3 Dates and Times
3.1 Prerequisites
In this chapter, we will introduce the lubridate package that is designed to make it easier to work with dates and times in R.
3.2 Parsing dates and times
You can easily transform dates and times stored as character vectors to Date
or POSIXct
(or date-time) objects in R using lubridate. All you need to do
is specify the order of the year y
, month m
, and the day d
and
lubridate will automatically figure out the format.
dmy("3/12/1985")
## [1] "1985-12-03"
ymd("85/12/03")
## [1] "1985-12-03"
mdy("Dec 3rd 1985")
## [1] "1985-12-03"
ydm("85-3rd-december")
## [1] "1985-12-03"
The same functions can also convert numeric vectors.
You can create Date objects with the time component using a POSIXct
or
date-time object simply by adding an underscore followed by the order of the
hour h
, minute m
and second s
.
ymd_h("1985/12/03 21")
## [1] "1985-12-03 21:00:00 UTC"
ymd_hm("1985/12/03 21:05")
## [1] "1985-12-03 21:05:00 UTC"
ymd_hms("1985/12/03 21:05:30")
## [1] "1985-12-03 21:05:30 UTC"
You can also specify the time zone by providing inputs to the argument tz
. You
can find out more about time zones in R by typing ?timezones
into the console.
ymd_hms("1985/12/03 21:05:30", tz = "Singapore")
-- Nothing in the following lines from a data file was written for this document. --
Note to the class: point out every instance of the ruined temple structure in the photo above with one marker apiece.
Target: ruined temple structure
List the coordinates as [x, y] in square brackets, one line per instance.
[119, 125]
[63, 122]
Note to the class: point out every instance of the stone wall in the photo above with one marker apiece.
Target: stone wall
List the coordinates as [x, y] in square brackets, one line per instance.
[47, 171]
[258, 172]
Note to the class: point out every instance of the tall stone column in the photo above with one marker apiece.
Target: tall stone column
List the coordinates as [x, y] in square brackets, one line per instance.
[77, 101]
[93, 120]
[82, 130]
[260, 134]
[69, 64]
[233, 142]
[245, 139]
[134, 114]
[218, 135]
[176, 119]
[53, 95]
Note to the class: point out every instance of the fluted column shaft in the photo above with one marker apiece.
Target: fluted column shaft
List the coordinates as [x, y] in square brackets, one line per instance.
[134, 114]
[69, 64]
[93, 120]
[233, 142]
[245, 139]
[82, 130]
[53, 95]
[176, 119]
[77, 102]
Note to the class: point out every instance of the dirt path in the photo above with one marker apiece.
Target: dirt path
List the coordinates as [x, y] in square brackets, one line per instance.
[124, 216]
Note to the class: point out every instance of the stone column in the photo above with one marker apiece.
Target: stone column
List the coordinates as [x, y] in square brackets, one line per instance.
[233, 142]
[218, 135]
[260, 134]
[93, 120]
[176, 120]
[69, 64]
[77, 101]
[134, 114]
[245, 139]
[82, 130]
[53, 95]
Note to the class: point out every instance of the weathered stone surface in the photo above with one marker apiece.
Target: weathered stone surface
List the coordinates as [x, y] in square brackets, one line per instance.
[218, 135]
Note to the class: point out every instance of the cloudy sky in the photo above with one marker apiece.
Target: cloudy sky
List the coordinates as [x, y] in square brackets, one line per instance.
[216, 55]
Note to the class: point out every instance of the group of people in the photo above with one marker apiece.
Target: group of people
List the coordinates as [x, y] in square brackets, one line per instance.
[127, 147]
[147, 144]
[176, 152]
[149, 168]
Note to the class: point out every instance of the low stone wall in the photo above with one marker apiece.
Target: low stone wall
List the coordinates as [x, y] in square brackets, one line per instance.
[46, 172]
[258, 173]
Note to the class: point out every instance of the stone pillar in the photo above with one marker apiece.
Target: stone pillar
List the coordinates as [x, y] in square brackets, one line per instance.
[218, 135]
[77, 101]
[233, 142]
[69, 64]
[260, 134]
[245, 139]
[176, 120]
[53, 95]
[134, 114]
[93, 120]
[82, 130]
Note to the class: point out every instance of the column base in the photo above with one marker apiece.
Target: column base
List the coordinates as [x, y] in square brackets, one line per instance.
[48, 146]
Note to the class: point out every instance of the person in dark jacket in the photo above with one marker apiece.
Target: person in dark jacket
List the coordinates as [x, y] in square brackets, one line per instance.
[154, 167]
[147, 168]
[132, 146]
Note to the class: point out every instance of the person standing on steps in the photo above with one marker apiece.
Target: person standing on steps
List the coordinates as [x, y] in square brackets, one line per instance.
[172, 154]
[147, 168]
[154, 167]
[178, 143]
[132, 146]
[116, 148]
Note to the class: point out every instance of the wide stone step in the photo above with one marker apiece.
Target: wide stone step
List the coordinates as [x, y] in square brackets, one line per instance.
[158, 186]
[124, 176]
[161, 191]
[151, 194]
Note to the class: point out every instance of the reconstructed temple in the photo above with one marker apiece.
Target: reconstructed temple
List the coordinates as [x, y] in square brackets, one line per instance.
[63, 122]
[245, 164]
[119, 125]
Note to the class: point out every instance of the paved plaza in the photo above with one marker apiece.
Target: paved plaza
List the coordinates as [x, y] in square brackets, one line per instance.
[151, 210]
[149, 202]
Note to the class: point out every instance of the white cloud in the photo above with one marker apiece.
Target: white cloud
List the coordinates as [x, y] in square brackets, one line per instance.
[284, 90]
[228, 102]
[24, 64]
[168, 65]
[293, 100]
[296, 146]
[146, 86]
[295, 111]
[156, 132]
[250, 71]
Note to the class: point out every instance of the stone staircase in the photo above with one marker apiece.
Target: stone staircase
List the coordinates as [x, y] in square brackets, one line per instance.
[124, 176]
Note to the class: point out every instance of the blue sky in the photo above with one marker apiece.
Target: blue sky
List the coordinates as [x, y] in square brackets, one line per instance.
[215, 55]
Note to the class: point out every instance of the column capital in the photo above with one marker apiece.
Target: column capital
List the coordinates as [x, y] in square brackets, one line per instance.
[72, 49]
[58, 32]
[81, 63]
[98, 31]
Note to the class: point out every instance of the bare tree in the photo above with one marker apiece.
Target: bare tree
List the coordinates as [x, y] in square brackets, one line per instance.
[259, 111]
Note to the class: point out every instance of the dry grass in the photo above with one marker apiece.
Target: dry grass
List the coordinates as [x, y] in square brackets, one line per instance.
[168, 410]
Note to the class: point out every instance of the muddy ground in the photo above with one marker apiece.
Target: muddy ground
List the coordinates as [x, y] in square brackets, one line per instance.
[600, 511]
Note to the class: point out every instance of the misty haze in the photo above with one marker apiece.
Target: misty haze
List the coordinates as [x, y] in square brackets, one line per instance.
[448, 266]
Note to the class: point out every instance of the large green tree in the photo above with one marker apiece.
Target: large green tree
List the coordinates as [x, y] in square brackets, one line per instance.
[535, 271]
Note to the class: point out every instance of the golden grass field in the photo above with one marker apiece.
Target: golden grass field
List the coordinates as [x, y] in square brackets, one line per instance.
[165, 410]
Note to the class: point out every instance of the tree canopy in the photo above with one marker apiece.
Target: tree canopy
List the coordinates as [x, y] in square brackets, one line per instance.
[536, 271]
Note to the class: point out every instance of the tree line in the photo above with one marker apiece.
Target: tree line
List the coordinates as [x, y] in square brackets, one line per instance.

## [1] "1985-12-03 21:05:30 +08"
Date vs date-time objects that are created using lubridate. By default,
dates will be created as Date
objects without the time component. You can
force the creation of a date-time object by including the timezone tz
argument.
3.3 Extracting components
lubridate provides simple functions that allows you to easily get different components of a date or date-time object. These functions are especially useful when analyzing time-series data and when you want to group your data by a particular time period.